A coprodução luso-brasileira “Chuva é Cantoria na Aldeia dos Mortos” levou seus diretores (Renée Messora e João Salaviza) à Amazônia. Lá, numa aldeia Krahô, vive Ihjãc, jovem indígena. Ele tem pesadelos desde que perdeu o pai. Chegada a hora de organizar as cerimônias fúnebres para que o espírito paterno siga rumo à aldeia dos mortos, o jovem rompe com a tradição. Ou seja, com o ritual que colocaria termo ao seu luto. Nega seu dever e foge da preparação que faria dele um xamã. Parte para a cidade.

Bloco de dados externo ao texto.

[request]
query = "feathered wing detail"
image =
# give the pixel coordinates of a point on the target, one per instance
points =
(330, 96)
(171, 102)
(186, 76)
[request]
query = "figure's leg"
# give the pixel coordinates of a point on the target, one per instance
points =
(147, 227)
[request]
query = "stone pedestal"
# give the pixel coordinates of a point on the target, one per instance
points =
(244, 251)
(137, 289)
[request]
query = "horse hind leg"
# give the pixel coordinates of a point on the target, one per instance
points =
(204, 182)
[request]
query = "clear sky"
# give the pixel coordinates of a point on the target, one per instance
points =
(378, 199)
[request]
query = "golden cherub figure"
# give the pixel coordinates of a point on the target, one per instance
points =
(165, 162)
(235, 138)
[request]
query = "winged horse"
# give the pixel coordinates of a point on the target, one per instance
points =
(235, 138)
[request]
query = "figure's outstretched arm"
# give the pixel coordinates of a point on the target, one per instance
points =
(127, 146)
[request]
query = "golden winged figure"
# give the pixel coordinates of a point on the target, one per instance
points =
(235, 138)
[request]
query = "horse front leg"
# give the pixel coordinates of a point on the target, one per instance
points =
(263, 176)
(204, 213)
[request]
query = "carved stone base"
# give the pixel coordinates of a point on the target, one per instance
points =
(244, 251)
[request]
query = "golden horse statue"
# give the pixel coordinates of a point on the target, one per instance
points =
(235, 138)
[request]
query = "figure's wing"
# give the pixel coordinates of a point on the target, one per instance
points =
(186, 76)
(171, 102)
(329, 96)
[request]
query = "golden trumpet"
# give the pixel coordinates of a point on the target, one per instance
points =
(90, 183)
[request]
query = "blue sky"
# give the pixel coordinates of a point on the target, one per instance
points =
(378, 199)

Sua atitude – ponderam os realizadores – “o levarão, longe de seu povo e de sua cultura, a enfrentar a realidade de ser indígena no Brasil contemporâneo”.
Os vencedores do Troféu Bandeira Paulista (e de prêmios paralelos da Mostra SP) serão conhecidos nesta quarta-feira, 31 de outubro, em cerimônia no Auditório do Ibirapuera. Depois da entrega dos troféus, será exibido o longa mexicano, “Roma”, de Alfonso Cuarón, cotado como favorito ao Oscar de melhor filme estrangeiro, em fevereiro de 2019.